The US Securities and Exchange Commission (SEC) announced a new final rule requiring public companies to disclose material cybersecurity incidents on Form 8-K within four business days of discovery. The rule, put into effect on July 26, 2023, aims to improve transparency and alert stakeholders of significant cybersecurity threats promptly. For full details of the rule, refer to this article on JD Supra.
In addition to the above, the SEC now expects public companies to disclose their process for assessing, identifying, and managing material risks from cybersecurity threats on an annual basis. This mandate requires essential information to be presented in the corporations’ Form 10-K filings, including the actions taken by companies’ boards and officers to govern cyber risk. This expanded scope of disclosure obligations underpins the SEC’s ongoing commitment to bolster corporate transparency within the sector, which in turn, is anticipated to strengthen market stability.

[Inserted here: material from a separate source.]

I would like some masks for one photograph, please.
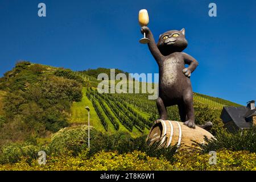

What is noteworthy about this regulation is that the entities it applies to are not only the ones directly encountering a cybersecurity incident. Public companies that play a secondary role—like third-party service providers—would not be excluded from the mandate. The disclosure requirement would extend to include such parties if the cyber incident reasonably could be expected to lead to a material adverse effect on them.
As such, all public entities should reassess their cybersecurity protocols and risk management mechanisms to ensure they align with the new directives. In light of the changing regulatory landscape, legal professionals should continue to stay abreast of updates to better guide their clients through compliance with the evolving laws.